It has been a busy, but very cool week for me personally. I feel so incredibly blessed by the writing work that has quickly found me, in such a short time. At this point, all I know is that I am for sure supposed to be on this road, at this time – too many signs are telling me so. My first published work that isn’t membership based went to print this week – it was a couple of tiny articles in a local publication. It would have been exciting to me, even if no one I knew saw it, but they did and they called, and emailed and even sent flowers. It was pretty cool.

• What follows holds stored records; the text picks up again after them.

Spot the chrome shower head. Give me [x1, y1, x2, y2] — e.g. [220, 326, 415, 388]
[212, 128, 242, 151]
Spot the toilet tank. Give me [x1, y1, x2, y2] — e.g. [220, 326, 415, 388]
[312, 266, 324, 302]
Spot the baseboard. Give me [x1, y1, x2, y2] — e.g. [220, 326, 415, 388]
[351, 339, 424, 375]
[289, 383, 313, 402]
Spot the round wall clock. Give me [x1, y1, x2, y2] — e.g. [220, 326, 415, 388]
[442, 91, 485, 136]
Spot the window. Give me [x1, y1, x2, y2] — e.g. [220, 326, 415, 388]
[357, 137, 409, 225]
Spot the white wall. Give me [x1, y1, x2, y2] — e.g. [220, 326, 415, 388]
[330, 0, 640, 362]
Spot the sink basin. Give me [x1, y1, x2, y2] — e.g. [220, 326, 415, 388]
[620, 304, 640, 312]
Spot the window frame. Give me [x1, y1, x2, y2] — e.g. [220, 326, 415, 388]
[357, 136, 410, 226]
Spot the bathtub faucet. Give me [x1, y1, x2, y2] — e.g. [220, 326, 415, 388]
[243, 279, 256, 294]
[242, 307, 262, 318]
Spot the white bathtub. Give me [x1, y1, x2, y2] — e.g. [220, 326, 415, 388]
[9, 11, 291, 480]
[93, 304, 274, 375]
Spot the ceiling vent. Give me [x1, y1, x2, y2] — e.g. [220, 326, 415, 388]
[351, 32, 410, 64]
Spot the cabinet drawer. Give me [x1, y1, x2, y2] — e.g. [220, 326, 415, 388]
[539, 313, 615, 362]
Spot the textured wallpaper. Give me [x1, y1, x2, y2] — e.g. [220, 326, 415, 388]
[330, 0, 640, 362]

I’m really good at exaggerating things a bit when it fits or minimizing others. I guess I need to entertain those minimizing thoughts for a moment. The fact is that this all was a little embarrassing, too. I’m not sure what it is that makes us all a little ashamed when we achieve some type of personal success, but I have felt that this week, too. I mean we are talking about two little blurbs in a not well-known magazine, that I didn’t get that much money for – see that’s how I rationalize it in my head. And then there’s the other voice that says simply, “That is YOUR name in print! That is SO cool!” And the fact that so many family members and friends are so happy for me is pretty neat too – everybody needs to feel that every once in awhile. And it also feels great to have this minuscule facet of my life that is just mine, to investigate, play around with and improve upon. It won’t effect anyone else, but me – and compared to the rest of my life (which I would never trade for anything by the way), that is kind of a relief.
If I can keep this going and growing slowly while continuing to manage everything the same at home (with the exception of a cleaning service and the occasional afternoon babysitter which I will splurge on as soon as I make a little more money), I can already see that this will be my dream job. I feel so lucky to have found it. I feel so honored that my family and friends directed me here; not giving up after so many years. I am grateful beyond words that I have a husband who’s been willing to support pretty much anything I’ve wanted to do since we’ve been together and kids that can will at least try to be quiet if I take the rare, but occasionally necessary five minute call during the day. I don’t know…. This feels pretty good!